A representative tells us that the storefront has “one of the lowest fraud rates in the industry.” The company says that all sellers go through a vetting process and the site offers a “100 percent Buyer Protection” guarantee.

“The current case raised by Ubisoft is surely unfair towards the players. The banned game copies in question were acquired through licensed wholesale distributors and as such the origin of the ‘keys’ is the publisher himself,” Kinguin chief marketing officer Bartłomiej Skarbiński told us via email. “From the gamer point of view its like going out to the store, purchasing a copy of the game, taking it home and suddenly a knock-knock on the door with Ubisoft representative taking the copy away - not even asking you as a paying customer to return it.”

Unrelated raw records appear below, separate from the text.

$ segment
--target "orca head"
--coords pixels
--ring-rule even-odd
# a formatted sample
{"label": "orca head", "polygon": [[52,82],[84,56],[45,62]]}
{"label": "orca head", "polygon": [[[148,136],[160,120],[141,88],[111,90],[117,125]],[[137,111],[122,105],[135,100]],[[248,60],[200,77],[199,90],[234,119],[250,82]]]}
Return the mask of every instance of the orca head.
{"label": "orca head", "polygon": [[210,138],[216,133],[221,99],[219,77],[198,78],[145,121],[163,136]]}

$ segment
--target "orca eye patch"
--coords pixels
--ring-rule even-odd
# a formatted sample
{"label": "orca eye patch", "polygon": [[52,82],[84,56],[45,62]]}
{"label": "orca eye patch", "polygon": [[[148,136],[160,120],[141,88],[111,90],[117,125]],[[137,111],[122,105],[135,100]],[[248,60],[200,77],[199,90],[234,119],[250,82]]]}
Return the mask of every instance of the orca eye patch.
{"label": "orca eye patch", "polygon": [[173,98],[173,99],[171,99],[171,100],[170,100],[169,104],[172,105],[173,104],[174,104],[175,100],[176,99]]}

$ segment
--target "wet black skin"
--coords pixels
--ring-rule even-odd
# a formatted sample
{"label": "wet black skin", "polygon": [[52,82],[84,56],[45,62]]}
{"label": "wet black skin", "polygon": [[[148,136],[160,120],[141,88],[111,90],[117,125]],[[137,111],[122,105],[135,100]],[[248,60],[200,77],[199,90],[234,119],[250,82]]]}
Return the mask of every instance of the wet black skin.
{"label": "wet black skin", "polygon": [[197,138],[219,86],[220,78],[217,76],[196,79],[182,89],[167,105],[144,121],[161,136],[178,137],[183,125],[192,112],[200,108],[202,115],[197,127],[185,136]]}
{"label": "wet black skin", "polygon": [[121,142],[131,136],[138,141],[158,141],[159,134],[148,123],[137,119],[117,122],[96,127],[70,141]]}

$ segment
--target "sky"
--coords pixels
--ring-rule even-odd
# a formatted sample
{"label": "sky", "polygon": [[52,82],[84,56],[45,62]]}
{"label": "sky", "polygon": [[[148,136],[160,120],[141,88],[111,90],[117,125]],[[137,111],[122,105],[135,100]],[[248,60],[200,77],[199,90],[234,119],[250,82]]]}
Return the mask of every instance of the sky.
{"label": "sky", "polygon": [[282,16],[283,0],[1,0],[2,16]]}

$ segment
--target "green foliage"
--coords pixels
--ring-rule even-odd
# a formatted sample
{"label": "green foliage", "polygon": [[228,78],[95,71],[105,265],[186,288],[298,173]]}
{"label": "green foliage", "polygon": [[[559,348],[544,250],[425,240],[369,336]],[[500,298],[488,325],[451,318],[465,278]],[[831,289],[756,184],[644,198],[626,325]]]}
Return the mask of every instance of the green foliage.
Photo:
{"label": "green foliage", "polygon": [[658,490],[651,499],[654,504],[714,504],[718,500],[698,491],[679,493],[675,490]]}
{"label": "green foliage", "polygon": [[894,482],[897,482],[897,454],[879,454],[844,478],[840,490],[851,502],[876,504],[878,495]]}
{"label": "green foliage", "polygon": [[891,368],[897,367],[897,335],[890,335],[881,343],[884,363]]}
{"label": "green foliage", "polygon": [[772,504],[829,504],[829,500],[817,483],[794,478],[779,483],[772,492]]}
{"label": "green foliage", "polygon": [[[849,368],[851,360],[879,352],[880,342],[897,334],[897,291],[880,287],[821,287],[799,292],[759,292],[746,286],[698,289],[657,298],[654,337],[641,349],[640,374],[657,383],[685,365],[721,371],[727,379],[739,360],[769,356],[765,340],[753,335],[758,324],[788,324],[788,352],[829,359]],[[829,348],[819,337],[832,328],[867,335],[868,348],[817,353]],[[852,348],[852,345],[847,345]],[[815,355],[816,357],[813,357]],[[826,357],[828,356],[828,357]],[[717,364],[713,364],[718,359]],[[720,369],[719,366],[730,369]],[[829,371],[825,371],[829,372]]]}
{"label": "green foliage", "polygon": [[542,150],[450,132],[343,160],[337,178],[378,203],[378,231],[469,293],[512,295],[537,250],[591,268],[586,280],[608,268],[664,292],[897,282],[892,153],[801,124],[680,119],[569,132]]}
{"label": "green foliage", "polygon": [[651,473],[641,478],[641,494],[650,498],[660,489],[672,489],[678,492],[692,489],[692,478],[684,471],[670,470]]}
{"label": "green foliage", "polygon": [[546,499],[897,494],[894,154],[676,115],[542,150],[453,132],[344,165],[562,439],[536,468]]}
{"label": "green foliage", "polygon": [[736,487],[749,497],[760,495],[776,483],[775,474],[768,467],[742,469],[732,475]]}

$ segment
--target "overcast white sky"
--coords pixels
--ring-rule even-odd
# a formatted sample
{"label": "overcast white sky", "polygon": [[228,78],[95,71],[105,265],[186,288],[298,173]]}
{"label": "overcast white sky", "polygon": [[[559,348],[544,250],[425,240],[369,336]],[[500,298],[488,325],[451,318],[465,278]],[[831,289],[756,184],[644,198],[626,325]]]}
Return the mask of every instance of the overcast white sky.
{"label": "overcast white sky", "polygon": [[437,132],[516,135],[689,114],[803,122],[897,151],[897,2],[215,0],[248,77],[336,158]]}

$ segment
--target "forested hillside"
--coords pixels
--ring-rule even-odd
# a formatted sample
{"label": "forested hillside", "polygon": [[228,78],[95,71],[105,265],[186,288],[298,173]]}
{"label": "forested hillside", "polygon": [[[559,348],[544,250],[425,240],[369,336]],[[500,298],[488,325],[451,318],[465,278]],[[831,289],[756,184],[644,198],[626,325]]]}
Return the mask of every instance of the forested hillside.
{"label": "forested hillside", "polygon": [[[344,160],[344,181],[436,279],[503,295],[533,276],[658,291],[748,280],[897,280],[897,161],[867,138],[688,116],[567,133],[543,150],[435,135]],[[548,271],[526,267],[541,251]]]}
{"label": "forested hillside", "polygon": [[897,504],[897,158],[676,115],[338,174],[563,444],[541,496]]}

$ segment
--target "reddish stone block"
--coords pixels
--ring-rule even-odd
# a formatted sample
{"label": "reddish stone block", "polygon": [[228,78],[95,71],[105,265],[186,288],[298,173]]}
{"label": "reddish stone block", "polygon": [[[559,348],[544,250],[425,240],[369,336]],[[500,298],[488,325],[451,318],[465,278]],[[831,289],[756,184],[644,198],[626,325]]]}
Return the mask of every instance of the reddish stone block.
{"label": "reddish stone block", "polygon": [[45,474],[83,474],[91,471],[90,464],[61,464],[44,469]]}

Skarbiński questions whether the publisher had the right to deactivate the keys. “We believe Ubisoft had no legal basis for its action,” he tells us. “They did it just because they simply can. Kinguin of course is not going to challenge Ubisoft in court as we are not match up for these giants. We will continue to focus on customer's satisfaction and our customers know we have never let them down.”

Kinguin says that its services are designed to create an environment of “fair pricing” and that the market has a need for them. Skarbiński also raises the frequent topic of consumer rights with regard to reselling digital goods.

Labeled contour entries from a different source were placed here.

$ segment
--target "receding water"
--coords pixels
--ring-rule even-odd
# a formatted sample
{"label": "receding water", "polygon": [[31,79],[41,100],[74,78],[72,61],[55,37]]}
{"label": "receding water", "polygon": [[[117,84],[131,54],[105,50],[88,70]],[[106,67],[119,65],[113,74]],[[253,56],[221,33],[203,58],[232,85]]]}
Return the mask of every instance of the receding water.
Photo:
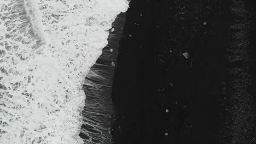
{"label": "receding water", "polygon": [[114,31],[110,32],[108,45],[87,75],[84,90],[86,95],[83,111],[83,124],[80,136],[85,143],[112,143],[111,124],[115,110],[111,99],[112,79],[119,41],[123,35],[125,14],[118,16],[112,23]]}

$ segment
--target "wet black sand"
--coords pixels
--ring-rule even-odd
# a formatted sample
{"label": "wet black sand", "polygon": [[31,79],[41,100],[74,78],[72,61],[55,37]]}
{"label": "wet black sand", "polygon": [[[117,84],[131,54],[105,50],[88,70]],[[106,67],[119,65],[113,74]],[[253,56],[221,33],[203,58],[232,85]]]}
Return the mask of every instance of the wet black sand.
{"label": "wet black sand", "polygon": [[112,23],[115,30],[110,30],[108,44],[103,49],[102,54],[91,68],[85,79],[83,89],[86,99],[79,135],[84,143],[113,143],[110,129],[115,112],[111,92],[115,67],[112,63],[116,63],[125,20],[125,14],[121,13]]}
{"label": "wet black sand", "polygon": [[130,7],[112,89],[114,143],[256,143],[253,1]]}

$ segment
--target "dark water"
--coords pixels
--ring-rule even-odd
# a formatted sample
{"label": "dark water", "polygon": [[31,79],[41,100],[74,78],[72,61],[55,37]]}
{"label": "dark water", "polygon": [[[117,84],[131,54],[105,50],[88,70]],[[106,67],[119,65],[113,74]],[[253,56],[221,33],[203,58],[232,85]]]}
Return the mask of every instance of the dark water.
{"label": "dark water", "polygon": [[131,1],[113,143],[256,143],[252,3]]}
{"label": "dark water", "polygon": [[[108,44],[86,76],[84,89],[86,96],[83,111],[83,124],[80,136],[85,143],[112,143],[111,124],[115,112],[111,99],[112,79],[118,53],[119,41],[123,35],[125,14],[119,14],[112,23]],[[110,49],[113,51],[110,51]]]}

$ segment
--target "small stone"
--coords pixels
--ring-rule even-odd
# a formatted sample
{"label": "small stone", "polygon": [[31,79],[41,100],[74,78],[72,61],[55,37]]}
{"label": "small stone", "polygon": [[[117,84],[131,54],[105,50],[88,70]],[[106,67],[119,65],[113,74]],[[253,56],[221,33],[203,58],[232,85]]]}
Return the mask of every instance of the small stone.
{"label": "small stone", "polygon": [[189,54],[188,54],[188,52],[183,53],[183,56],[184,56],[185,58],[188,59],[188,58],[189,58]]}
{"label": "small stone", "polygon": [[111,65],[114,67],[115,67],[115,64],[113,62],[112,62],[112,63],[111,63]]}

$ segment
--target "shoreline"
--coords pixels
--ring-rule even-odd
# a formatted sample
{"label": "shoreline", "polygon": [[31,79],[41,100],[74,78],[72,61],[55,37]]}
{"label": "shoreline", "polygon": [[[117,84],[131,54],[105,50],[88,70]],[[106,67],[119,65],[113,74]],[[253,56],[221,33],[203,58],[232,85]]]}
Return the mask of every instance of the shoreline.
{"label": "shoreline", "polygon": [[109,32],[108,44],[103,49],[102,55],[86,77],[83,89],[86,99],[79,134],[85,143],[112,143],[110,127],[115,117],[115,110],[110,95],[115,67],[112,65],[112,62],[116,63],[125,20],[125,13],[118,15],[112,23],[115,30]]}

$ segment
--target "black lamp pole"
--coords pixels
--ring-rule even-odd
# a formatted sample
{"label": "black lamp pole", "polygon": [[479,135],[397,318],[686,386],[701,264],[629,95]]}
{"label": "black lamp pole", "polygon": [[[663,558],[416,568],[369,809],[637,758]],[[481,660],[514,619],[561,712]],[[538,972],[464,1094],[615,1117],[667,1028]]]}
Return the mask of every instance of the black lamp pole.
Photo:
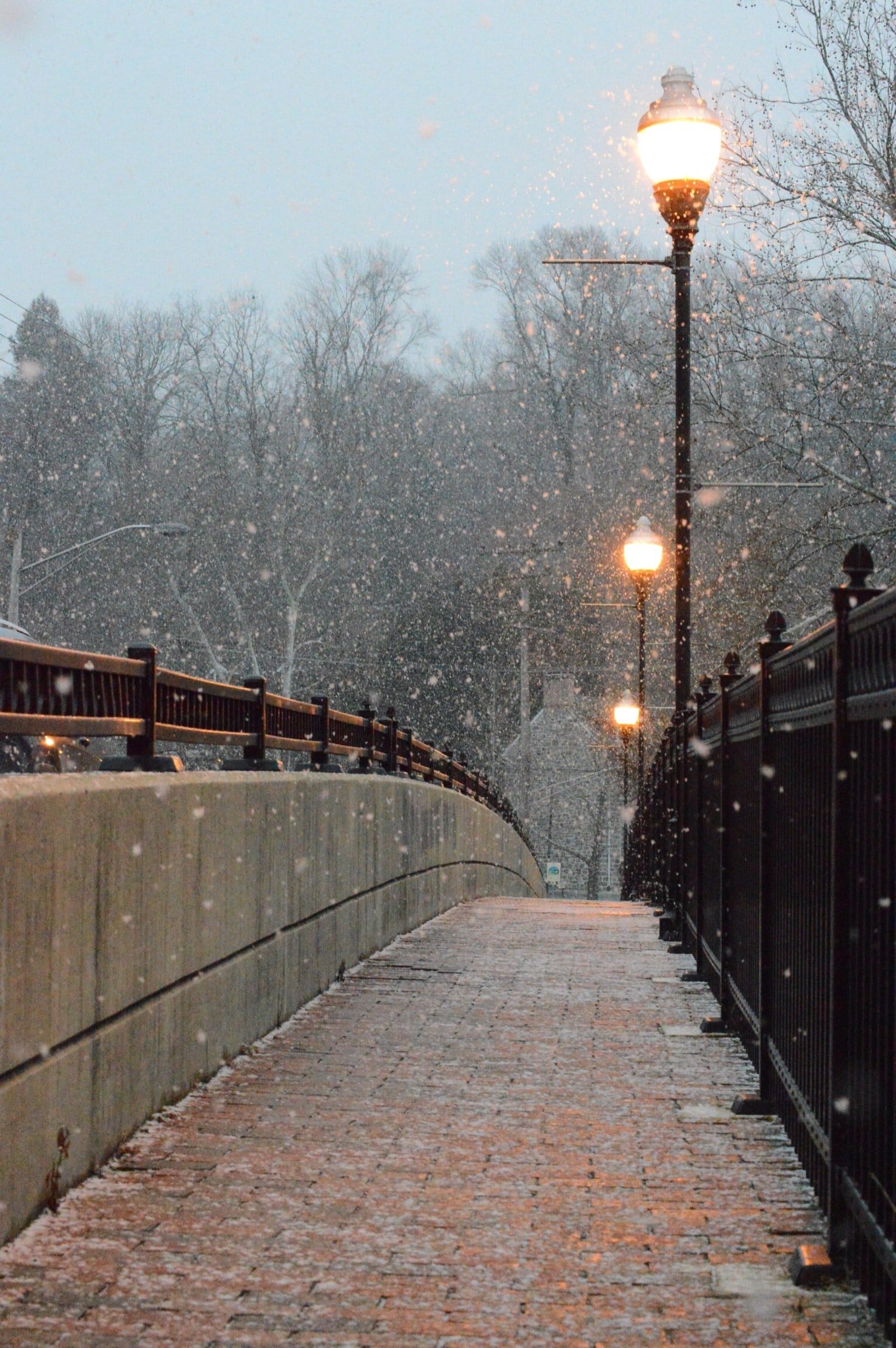
{"label": "black lamp pole", "polygon": [[[679,714],[691,692],[691,248],[695,233],[697,220],[693,226],[670,221],[675,274],[675,710]],[[643,763],[640,771],[643,775]]]}
{"label": "black lamp pole", "polygon": [[645,697],[645,646],[647,646],[647,577],[633,576],[635,604],[637,608],[637,803],[644,797],[644,697]]}

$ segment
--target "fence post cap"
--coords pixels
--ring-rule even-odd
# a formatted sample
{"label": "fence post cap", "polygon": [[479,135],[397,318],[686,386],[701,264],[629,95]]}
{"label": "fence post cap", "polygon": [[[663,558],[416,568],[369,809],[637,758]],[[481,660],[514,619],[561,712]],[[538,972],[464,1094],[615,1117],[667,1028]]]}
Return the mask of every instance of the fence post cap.
{"label": "fence post cap", "polygon": [[850,589],[865,589],[868,577],[874,570],[874,558],[864,543],[853,543],[843,558],[842,569],[849,577]]}

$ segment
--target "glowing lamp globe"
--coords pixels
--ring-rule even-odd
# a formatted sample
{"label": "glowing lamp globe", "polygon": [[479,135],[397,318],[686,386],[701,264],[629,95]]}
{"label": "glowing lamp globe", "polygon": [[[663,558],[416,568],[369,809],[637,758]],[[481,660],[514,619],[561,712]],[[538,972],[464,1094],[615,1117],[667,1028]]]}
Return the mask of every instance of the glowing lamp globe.
{"label": "glowing lamp globe", "polygon": [[622,545],[622,557],[629,572],[635,576],[652,576],[663,561],[663,539],[651,528],[647,515],[641,515],[637,524]]}
{"label": "glowing lamp globe", "polygon": [[641,712],[631,693],[622,693],[613,708],[613,720],[621,731],[631,731],[641,718]]}
{"label": "glowing lamp globe", "polygon": [[671,66],[660,84],[663,97],[637,124],[637,150],[666,222],[697,231],[722,150],[722,124],[683,66]]}

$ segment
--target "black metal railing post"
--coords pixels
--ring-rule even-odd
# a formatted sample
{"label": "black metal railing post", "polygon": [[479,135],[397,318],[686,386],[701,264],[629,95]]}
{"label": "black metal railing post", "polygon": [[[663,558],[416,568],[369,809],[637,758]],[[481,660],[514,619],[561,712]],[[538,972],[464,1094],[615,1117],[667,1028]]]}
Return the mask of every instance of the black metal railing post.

“Many big publishers are fighting the customers demands for fair pricing of digital products worldwide,” he says. “The customer's rights for reselling used ‘digital downloaded’ games is also being ignored by large. Its why customers either go for piracy or to alternative services such is Kinguin. It might remind us all with the situation with the music industry in the past decade. We all know how this ended up.”


Our Take
The losers here are the customers. Other than a suspicion about low prices, there is nothing to indicate that a consumer purchased a key deemed illegitimate by the publisher. What we have right now are conflicting stories about the provenance of the keys.

Ubisoft needs to protect itself from piracy and theft, but gamers caught in the crossfire are owed some explanation or warning. Ubisoft and other publishers should post a list of authorized resellers, a warning about purchasing from unauthorized storefronts, and distribute a notice to all customers.

This is becoming a big problem in the industry, and publisher do need to combat illegitimate key dissemination. They just need to do so in a way that is fair for innocent consumers.